Bernie was well known among faculty and students as an excellent teacher. He served as the Course Coordinator for MATH 119 until his death, and, with Marvin L. Bittinger, he co-wrote, Applied Calculus, 2nd Edition, Addison Wesley, 1994. He served throughout his tenure on many departmental, school, and university-wide committees for promoting and planning good teaching and was always an advocate for excellence in this field. He also served on many other committees, including the Faculty Council in 1991-93, and once chaired the School of Science United Way campaign.

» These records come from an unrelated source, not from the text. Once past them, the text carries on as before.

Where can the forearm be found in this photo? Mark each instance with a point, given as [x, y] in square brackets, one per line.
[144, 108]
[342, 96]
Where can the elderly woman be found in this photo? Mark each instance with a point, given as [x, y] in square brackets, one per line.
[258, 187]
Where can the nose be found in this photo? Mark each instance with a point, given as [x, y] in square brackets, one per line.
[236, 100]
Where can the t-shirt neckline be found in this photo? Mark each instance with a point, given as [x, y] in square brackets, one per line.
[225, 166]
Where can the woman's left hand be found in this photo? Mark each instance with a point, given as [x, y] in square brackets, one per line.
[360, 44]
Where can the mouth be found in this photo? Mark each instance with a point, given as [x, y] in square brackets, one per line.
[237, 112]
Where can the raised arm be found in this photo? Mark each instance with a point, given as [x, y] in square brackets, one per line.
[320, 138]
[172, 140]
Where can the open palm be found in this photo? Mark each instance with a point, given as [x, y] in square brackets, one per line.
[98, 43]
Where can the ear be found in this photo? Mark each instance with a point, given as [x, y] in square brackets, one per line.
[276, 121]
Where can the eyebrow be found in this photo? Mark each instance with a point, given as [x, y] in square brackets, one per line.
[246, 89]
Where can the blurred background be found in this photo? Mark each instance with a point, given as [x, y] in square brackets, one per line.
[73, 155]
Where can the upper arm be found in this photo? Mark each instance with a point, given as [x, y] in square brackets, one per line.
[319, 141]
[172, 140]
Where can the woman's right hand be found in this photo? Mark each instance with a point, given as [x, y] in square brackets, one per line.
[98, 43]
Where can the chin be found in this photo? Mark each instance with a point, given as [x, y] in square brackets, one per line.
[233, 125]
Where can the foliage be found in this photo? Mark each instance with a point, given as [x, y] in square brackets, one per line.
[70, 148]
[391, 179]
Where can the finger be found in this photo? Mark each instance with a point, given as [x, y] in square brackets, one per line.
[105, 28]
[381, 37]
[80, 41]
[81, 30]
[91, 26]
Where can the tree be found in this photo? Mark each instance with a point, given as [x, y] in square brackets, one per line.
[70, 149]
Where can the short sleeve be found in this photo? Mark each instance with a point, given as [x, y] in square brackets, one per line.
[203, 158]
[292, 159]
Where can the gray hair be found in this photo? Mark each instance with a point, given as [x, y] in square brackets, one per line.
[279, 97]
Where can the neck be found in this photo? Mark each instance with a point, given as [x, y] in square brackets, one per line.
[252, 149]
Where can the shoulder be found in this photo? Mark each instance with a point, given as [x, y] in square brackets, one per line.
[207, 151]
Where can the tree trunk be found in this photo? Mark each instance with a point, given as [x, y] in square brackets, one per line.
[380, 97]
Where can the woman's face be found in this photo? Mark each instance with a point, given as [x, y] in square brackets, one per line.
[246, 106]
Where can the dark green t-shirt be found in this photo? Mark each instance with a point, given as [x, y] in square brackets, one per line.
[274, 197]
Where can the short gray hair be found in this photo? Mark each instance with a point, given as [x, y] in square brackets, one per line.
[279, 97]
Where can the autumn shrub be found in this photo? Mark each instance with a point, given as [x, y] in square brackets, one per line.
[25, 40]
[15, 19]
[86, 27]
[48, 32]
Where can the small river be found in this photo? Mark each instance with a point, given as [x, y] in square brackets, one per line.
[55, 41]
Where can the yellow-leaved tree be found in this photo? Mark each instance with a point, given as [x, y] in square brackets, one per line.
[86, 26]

As a research mathematician, Bernie worked mainly in two areas: algebraic operator theory and non-abelian approximation. All of Bernie's work, but especially his work on algebraic operator theory, is characterized by elegance and a great simplicity of expression. Algebraic operator theory seeks to examine a number of relationships and concepts in operator theory defined by equations. Bernie seemed to have a knack for drawing out unsuspected consequences from the simplest of equations.
In non-abelian approximation the idea is to examine a variety of approximation questions about operators on Hilbert space. This is in contrast to the abelian approximation, which is the classical approximation by functions. This was an area of operator theory that arose from some questions posed by Paul Halmos in the 60's and was given momentum by the Romanian school in the 70's. Bernie introduced John Conway to the subject and John Conway became Bernie's principal collaborator in this area. Their work included a Memoir of the American Mathematical Society written with Domingo Herrero. But probably Bernie's best work in this circle of ideas was done with Constantin Apostol. They obtained an approximate Jordan model for all operators. John Conway looks upon it as one of the two most important results in the area, and it formed the basis for all the work that he and Bernie did together.
Bernie contributed to his discipline through the books he edited and the several conferences he organized and directed. With John B. Conway he edited three books: A Survey of Some Recent Results in Operator Theory, I, Pittman Research Notes in Mathematics, Vol. 171; A Survey of Some Recent Results in Operator Theory, II, Pittman Research Notes in Mathematics, Vol. 171; and Proceedings of the Eighth Great Plains Operator Theory Conference, Pittman Research Notes in Mathematics, Vol. 225.
Bernie's participation in activities in his church, Second Presbyterian, was very important to him. He worked closely with the minister, was the moderator of the board of deacons and was ordained an elder. At his suggestion, the church set up a small grants program. Other churches applied to them for a grant for anything from a new roof to startup funds for a food pantry. He was very proud of this program, which is still active and effective. He was also in charge of the ushers. He was on the Whitewater Valley Presbytery committee on the ministry, which made him a liaison for churches hunting for a new minister.
Bernie's accomplishments and dedication will be long remembered by those of us fortunate to have known him as colleague and friend.